Cardinal Nguyen Van Thuan had gone into exile in Rome after being
expelled
from Vietnam more than a decade ago. Although he was made a cardinal
only
last year, Cardinal Nguyen Van Thuan had already appeared on lists of
possible successors to Pope John Paul II, particularly by those
believing
the next pontiff could come from a poor, non-European country. Vietnam
has
the largest Roman Catholic community in Asia after the Philippines.
Cardinal Nguyen Van Thuan was ordained a priest in Vietnam in 1953. He
was
appointed deputy archbishop of Saigon days before the South Vietnamese
capital fell to the communist North in 1975.
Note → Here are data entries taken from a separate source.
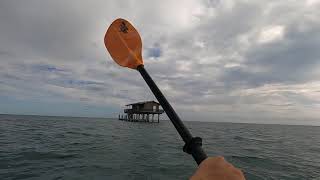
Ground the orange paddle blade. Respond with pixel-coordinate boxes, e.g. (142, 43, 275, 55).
(104, 18, 144, 69)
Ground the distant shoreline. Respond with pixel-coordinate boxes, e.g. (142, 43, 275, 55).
(0, 113, 114, 120)
(1, 113, 319, 127)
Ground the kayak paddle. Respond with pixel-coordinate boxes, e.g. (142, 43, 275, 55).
(104, 18, 207, 165)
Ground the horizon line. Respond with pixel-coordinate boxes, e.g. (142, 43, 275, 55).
(0, 113, 319, 127)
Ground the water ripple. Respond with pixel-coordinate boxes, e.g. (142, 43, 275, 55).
(0, 115, 319, 180)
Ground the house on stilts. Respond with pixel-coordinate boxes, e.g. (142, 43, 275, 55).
(119, 101, 164, 123)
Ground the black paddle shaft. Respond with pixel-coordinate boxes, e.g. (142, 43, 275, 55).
(137, 65, 207, 165)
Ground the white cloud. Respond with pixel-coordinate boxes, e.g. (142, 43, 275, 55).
(306, 0, 320, 6)
(258, 25, 285, 44)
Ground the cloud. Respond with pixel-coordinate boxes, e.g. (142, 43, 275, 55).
(258, 25, 285, 44)
(0, 0, 319, 124)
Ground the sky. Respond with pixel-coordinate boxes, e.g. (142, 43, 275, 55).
(0, 0, 320, 125)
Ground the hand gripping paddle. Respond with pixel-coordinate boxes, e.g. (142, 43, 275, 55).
(104, 18, 207, 165)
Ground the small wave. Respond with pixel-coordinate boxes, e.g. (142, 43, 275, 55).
(228, 155, 301, 173)
(233, 135, 281, 143)
(228, 155, 277, 166)
(230, 155, 262, 161)
(16, 151, 78, 161)
(309, 147, 320, 153)
(66, 131, 92, 136)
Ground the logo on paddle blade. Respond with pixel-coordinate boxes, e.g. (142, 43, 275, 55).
(119, 21, 129, 33)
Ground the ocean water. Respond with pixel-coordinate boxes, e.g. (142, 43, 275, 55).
(0, 114, 319, 180)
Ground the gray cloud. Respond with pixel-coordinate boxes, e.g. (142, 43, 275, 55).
(0, 0, 319, 124)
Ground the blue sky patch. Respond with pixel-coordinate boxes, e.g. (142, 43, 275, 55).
(66, 80, 104, 86)
(33, 64, 65, 73)
(147, 45, 162, 58)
Targeted for his faith as well as his family connections - his uncle was
Ngo
Dinh Diem, the assassinated South Vietnamese president - Cardinal Nguyen
Van
Thuan spent 13 years in a communist ''re-education'' camp - nine of them
in
solitary confinement.
During that time, he fashioned a tiny Bible out of scraps of paper.
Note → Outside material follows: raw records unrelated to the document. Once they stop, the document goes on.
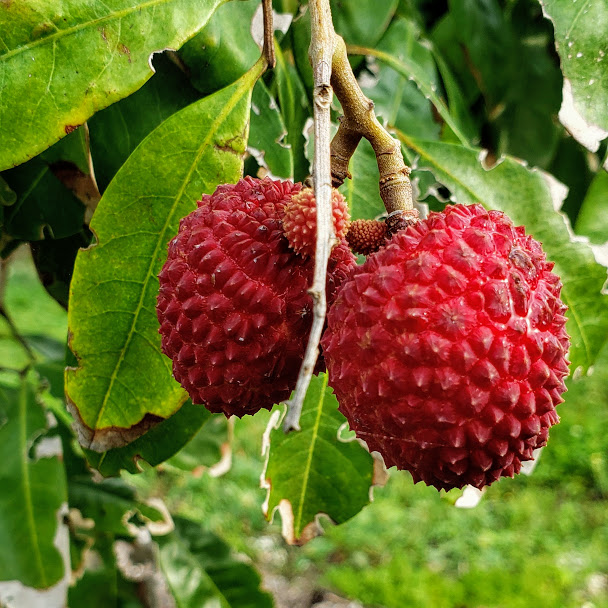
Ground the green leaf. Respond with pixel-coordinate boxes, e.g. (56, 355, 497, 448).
(0, 378, 68, 588)
(40, 126, 91, 176)
(361, 18, 442, 141)
(339, 138, 386, 221)
(66, 60, 264, 452)
(167, 414, 230, 473)
(178, 0, 260, 97)
(540, 0, 608, 132)
(1, 157, 85, 240)
(249, 81, 294, 179)
(30, 229, 93, 310)
(397, 134, 608, 373)
(332, 0, 399, 48)
(0, 175, 17, 207)
(349, 37, 471, 146)
(262, 374, 375, 545)
(88, 52, 202, 192)
(84, 401, 212, 476)
(159, 517, 274, 608)
(275, 44, 311, 182)
(0, 0, 225, 170)
(68, 476, 164, 536)
(575, 169, 608, 245)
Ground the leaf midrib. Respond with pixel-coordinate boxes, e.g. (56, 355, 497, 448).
(294, 373, 327, 536)
(19, 381, 48, 587)
(0, 0, 180, 63)
(90, 62, 260, 431)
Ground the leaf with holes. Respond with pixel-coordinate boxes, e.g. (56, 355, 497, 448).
(540, 0, 608, 140)
(0, 378, 68, 589)
(397, 134, 608, 373)
(84, 401, 213, 476)
(0, 0, 225, 170)
(66, 61, 264, 452)
(262, 373, 375, 545)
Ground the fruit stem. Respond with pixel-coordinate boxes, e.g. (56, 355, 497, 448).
(262, 0, 276, 69)
(283, 0, 336, 433)
(283, 0, 415, 432)
(330, 37, 414, 215)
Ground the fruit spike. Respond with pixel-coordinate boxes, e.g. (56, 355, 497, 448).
(346, 218, 388, 255)
(321, 203, 570, 491)
(157, 176, 356, 417)
(282, 187, 350, 257)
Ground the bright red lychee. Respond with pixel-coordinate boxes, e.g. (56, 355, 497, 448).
(282, 188, 350, 257)
(157, 176, 356, 417)
(321, 203, 570, 491)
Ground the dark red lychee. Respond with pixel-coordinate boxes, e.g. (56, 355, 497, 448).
(321, 203, 570, 491)
(157, 176, 356, 417)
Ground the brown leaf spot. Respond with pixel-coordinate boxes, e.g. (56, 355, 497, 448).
(118, 43, 132, 63)
(64, 124, 79, 134)
(66, 396, 165, 452)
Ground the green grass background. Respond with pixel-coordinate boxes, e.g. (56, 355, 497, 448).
(3, 248, 608, 608)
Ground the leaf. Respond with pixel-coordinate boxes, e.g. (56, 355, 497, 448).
(275, 44, 311, 182)
(0, 175, 16, 207)
(68, 477, 164, 536)
(262, 374, 375, 546)
(30, 229, 93, 310)
(0, 378, 68, 589)
(249, 81, 294, 179)
(361, 18, 442, 141)
(1, 157, 85, 240)
(178, 0, 260, 97)
(88, 52, 202, 192)
(348, 39, 471, 145)
(159, 517, 274, 608)
(40, 127, 91, 176)
(84, 401, 213, 476)
(66, 60, 265, 452)
(339, 138, 386, 221)
(575, 169, 608, 245)
(167, 414, 231, 474)
(540, 0, 608, 136)
(331, 0, 399, 48)
(0, 0, 225, 170)
(397, 133, 608, 373)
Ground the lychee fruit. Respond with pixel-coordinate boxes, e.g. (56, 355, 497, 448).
(157, 176, 356, 417)
(282, 187, 350, 257)
(321, 203, 570, 491)
(346, 219, 387, 255)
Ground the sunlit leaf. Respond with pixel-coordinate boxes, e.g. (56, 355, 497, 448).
(0, 0, 225, 170)
(262, 374, 375, 545)
(540, 0, 608, 134)
(66, 61, 264, 452)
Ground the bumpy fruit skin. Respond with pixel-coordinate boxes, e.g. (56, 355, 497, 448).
(282, 188, 350, 257)
(322, 204, 569, 491)
(346, 219, 387, 255)
(157, 177, 356, 417)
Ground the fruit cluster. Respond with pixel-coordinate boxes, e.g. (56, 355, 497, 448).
(157, 177, 569, 490)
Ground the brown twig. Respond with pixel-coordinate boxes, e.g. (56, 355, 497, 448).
(283, 0, 336, 432)
(282, 0, 415, 432)
(331, 36, 413, 215)
(262, 0, 276, 69)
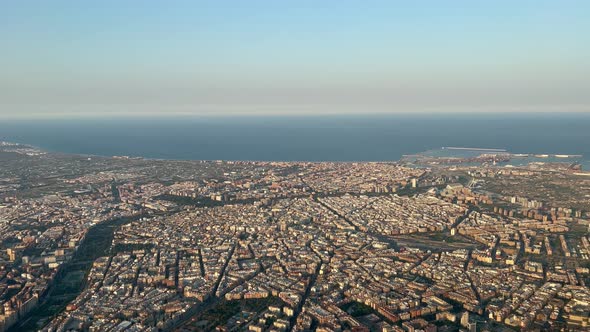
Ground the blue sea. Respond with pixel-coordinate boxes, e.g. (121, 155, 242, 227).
(1, 113, 589, 167)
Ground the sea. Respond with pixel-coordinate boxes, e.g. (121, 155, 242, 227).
(1, 113, 589, 167)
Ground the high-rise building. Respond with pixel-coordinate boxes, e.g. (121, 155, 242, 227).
(460, 311, 470, 327)
(6, 249, 16, 262)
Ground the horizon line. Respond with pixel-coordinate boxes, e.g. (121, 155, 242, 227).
(1, 104, 590, 120)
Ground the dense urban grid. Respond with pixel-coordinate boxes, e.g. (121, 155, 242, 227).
(1, 142, 589, 332)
Sympathetic guards smuggled in a piece of wood and some wire from which
he
crafted a small crucifix.
''His record of what he did in solitary confinement is incredible,''
said
Cardinal Bernard Law of Boston, who met Cardinal Nguyen Van Thuan
shortly
after his release from prison in 1989.
''He communicated with people outside, wrote messages of hope, prayers -
those were smuggled out and duplicated in a primitive way, person to
person.
There was no fax, no typewriter,'' Law said.
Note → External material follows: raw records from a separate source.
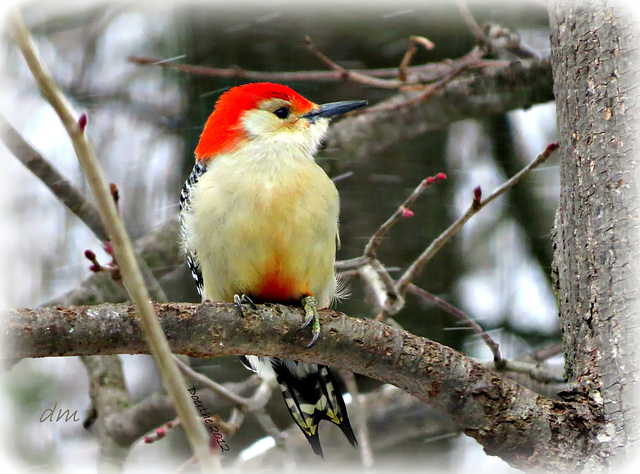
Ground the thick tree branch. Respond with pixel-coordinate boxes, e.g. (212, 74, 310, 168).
(4, 302, 596, 471)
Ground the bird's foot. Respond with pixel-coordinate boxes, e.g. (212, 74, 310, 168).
(233, 293, 257, 316)
(300, 295, 320, 348)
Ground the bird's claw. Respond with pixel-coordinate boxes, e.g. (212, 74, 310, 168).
(300, 296, 320, 348)
(234, 293, 257, 317)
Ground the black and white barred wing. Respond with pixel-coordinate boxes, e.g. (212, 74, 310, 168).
(179, 162, 207, 298)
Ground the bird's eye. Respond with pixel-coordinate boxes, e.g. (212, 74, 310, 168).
(273, 107, 290, 119)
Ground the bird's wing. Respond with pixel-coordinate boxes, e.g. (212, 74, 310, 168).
(180, 162, 208, 298)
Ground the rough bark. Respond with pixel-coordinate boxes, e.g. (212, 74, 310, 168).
(3, 302, 597, 471)
(550, 1, 640, 469)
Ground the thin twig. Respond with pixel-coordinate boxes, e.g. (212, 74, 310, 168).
(364, 173, 446, 258)
(338, 369, 373, 469)
(173, 355, 252, 409)
(335, 255, 370, 271)
(304, 36, 402, 89)
(455, 2, 539, 59)
(128, 54, 507, 85)
(0, 113, 108, 241)
(368, 46, 484, 115)
(528, 343, 563, 362)
(407, 284, 502, 363)
(486, 359, 565, 385)
(0, 113, 168, 303)
(455, 0, 485, 42)
(364, 259, 404, 315)
(9, 9, 213, 471)
(394, 142, 559, 299)
(398, 36, 435, 81)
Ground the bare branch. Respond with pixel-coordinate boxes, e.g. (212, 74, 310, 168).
(127, 54, 501, 85)
(8, 10, 211, 468)
(0, 113, 167, 303)
(490, 359, 565, 385)
(407, 283, 503, 364)
(104, 377, 261, 446)
(394, 142, 558, 298)
(363, 173, 446, 259)
(0, 113, 108, 241)
(325, 57, 553, 165)
(398, 36, 435, 81)
(338, 369, 373, 469)
(81, 355, 131, 471)
(173, 355, 252, 409)
(3, 302, 596, 471)
(304, 36, 402, 89)
(455, 0, 485, 42)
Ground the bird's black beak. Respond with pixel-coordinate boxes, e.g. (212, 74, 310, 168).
(302, 100, 367, 121)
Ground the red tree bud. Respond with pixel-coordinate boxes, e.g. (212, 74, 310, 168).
(546, 142, 559, 153)
(401, 208, 415, 219)
(78, 114, 88, 132)
(474, 186, 482, 201)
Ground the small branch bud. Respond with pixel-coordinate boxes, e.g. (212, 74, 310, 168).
(401, 207, 415, 219)
(435, 172, 447, 181)
(102, 242, 114, 256)
(111, 268, 122, 281)
(77, 113, 87, 132)
(425, 176, 436, 185)
(546, 142, 559, 153)
(155, 427, 165, 439)
(473, 186, 482, 209)
(109, 183, 120, 208)
(84, 249, 96, 261)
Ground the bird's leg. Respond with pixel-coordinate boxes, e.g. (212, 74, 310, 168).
(300, 295, 320, 348)
(234, 293, 257, 317)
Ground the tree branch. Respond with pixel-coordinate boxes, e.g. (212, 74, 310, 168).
(80, 355, 131, 471)
(3, 302, 596, 471)
(324, 57, 553, 165)
(0, 113, 108, 241)
(9, 9, 212, 468)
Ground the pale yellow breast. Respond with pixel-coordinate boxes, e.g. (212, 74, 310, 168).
(184, 148, 339, 306)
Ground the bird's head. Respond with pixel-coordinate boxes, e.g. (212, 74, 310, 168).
(195, 82, 366, 162)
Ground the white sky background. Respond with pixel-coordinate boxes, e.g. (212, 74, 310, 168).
(1, 0, 626, 472)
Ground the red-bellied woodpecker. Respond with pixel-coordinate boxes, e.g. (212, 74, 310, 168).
(179, 82, 366, 456)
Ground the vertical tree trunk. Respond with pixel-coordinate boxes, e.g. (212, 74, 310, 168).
(549, 1, 639, 469)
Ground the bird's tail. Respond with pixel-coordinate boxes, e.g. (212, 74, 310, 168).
(272, 359, 357, 457)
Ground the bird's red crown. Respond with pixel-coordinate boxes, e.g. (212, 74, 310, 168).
(195, 82, 316, 161)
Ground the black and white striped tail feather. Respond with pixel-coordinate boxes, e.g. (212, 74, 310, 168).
(242, 355, 357, 457)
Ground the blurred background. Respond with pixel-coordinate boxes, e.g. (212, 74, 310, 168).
(1, 0, 559, 472)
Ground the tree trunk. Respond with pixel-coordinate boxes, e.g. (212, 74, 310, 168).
(550, 1, 639, 469)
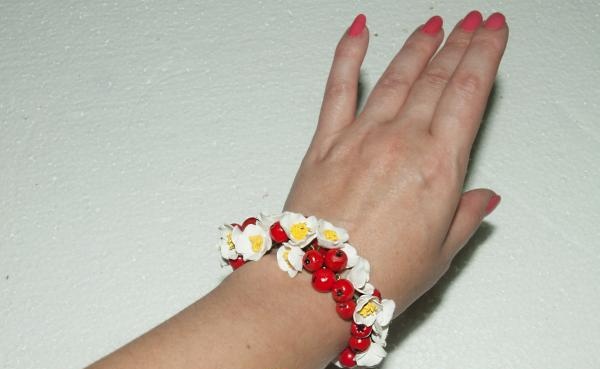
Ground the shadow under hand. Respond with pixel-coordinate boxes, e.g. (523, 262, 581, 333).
(324, 222, 495, 369)
(385, 222, 495, 351)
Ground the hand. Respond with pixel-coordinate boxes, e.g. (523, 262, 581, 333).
(284, 11, 508, 312)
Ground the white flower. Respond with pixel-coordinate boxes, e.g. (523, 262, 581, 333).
(232, 222, 272, 261)
(373, 298, 395, 334)
(343, 257, 370, 290)
(354, 341, 387, 367)
(372, 326, 389, 347)
(279, 212, 317, 247)
(341, 243, 359, 268)
(218, 224, 238, 261)
(257, 212, 281, 228)
(276, 244, 305, 277)
(353, 294, 383, 326)
(356, 282, 375, 295)
(316, 219, 349, 248)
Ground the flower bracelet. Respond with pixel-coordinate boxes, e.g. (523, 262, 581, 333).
(218, 211, 395, 368)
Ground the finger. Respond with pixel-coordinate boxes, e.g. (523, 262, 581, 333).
(442, 189, 501, 259)
(397, 10, 483, 132)
(431, 12, 509, 157)
(314, 14, 369, 146)
(359, 16, 444, 123)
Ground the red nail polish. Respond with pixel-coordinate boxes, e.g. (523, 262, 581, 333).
(348, 14, 366, 37)
(421, 15, 443, 35)
(484, 12, 506, 30)
(485, 194, 501, 215)
(460, 10, 483, 32)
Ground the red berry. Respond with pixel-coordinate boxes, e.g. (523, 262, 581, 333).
(331, 279, 354, 302)
(373, 289, 382, 299)
(338, 347, 356, 368)
(303, 249, 324, 272)
(325, 249, 348, 272)
(311, 268, 335, 292)
(348, 336, 371, 352)
(241, 217, 258, 230)
(269, 221, 288, 243)
(229, 256, 245, 270)
(336, 300, 356, 320)
(350, 323, 373, 338)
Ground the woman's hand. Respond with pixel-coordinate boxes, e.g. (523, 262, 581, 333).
(87, 12, 509, 369)
(284, 11, 508, 312)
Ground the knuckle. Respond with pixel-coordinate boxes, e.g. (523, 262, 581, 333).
(377, 73, 412, 94)
(325, 80, 354, 100)
(451, 71, 485, 97)
(422, 67, 451, 89)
In his book ''The Way of Hope - Thoughts of Light from a Prison Cell,''
Cardinal Nguyen Van Thuan wrote: ''In our country there is a saying: `A
day
in prison is worth a thousand autumns of freedom.' I myself experienced
this. While in prison, everyone waits for freedom, every day, every
minute.
We must live each day, each minute of our life as though it is the
last.''
''He was a very powerful example on how to endure suffering,'' Law said.
''He had a philosophy of life - take each moment, and live each moment
in
the love of Christ.''
In 1991, Cardinal Nguyen Van Thuan was forced into exile. At the
Vatican,
Cardinal Nguyen Van Thuan ran the Pontifical Council of Justice and
Peace,
handling issues such as Third World debt.